Понимание должно быть описано в терминах его потенциального исхода, поскольку сам раскаленный процесс, как он существует в транзите, не потерпит стабильных терминов, чтобы определить его. Потенциальность — это что-то, в чем каждая половина реальности упрекает другую; вещи потенциальны для чувства, потому что они не жизнь, и чувства потенциальны для науки, потому что они ускользают от определения. Понимать, поэтому, значит знать, что делать и что сказать в присутствии знака; и это практическое знание гораздо глубже, чем любое эхо, случайно пробужденное в фантазии в то же время. Инстинктивное распознавание имеет те эхо как самую поверхностную часть своего эффекта. Потому что я понимаю, что «лошадь» означает, слово может заставить меня вспомнить некоторый эпизод, в котором лошадь однажды фигурировала. Это понимание инстинктивно и практично, и, если фраза может быть прощена, это тело, которое понимает. Это тело, а именно, которое содержит привычку и готовность, на которых висит понимание; и чувство понимания, мгновенное отвержение всего, что сталкивается и делает бессмыслицу в этом контексте, есть лишь транскрипт образования тела. Актуальный разум — весь на виду; он весь спекулятивен, вибрирует, плод и дар тех низменных подземных процессов. Некоторые генеративные процессы могут быть названы психическими в том, что они служат разуму и дают ему ту небольшую непрерывность, которой он может похвастаться; но они не процессы в сознании. Процессы в сознании — эстетические или диалектические процессы, фокусирующие форму, а не вводящие существование. Ментальная активность имеет характер, совершенно чуждый ассоциации: она духовна, не механична; энтелехия, не генезис.

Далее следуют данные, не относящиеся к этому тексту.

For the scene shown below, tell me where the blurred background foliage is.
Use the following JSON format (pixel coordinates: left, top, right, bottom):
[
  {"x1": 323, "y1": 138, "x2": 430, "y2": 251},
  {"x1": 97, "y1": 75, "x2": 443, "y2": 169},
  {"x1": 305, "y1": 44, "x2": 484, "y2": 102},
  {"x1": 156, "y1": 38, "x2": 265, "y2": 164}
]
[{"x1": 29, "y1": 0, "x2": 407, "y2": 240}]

Suggestion a fancy name for automatism,
По этим и другим причинам ассоциация впала в некоторую дурную славу; но нелегко сказать, что, в абсолютной психологии, пришло на ее место. Если мы говорим о внушении, некоторый динамический поворот кажется данным делу; однако в каком смысле восприятие внушает свое будущее развитие, остается тайной. Что некоторое созревание и расширение сознания продолжается в человеке, не направляемое бывшими коллокациями идей, очень верно; ибо мы не влюбляемся в первый раз, потому что этот человек любил и эти пылкие эмоции были привычно ассоциированы в прошлом опыте. И любой страстный дискурс, открывающийся на каждом повороте в новые виды, показывает тот же сорт растительности. Однако заметить, что сознание автоматично, не значит раскрыть механизм, посредством которого оно развивается. Теория спонтанного роста предлагает меньше объяснения событий, если это возможно, чем теория ассоциации. Это, возможно, лучшее описание фактов, поскольку по крайней мере оно не делает попытки вывести их друг из друга.
and will another.
Если, напротив, отношение, подразумеваемое в бремени или воле момента, будет вызвано, связь установлена, насколько она идет, диалектична. Где диалектическое соответствие не найдено, материальная причина должна была бы быть призвана. Такая полудиалектическая психология была бы как у Шопенгауэра, вполне метафизической. Это могло бы быть большим улучшением абсолютной психологии, потому что это восстановило бы, даже если в мифических терминах, фон и значение жизни. Бессознательная Абсолютная Воля, алчный Гений Вида, всепритягивающие Платоновские Идеи баснословны; но под ними нетрудно угадать силы природы. Эта волевая школа поставляет хороший шаг от метафизики обратно к научной психологии. Остается лишь заменить инстинкт волей и объяснить, что инстинкт — или даже воля, если термин считается более утешительным — есть лишь слово, покрывающее ту оперативную организацию в теле, которая контролирует действие, определяет симпатии, диктует предпочтения и поддерживает идеацию.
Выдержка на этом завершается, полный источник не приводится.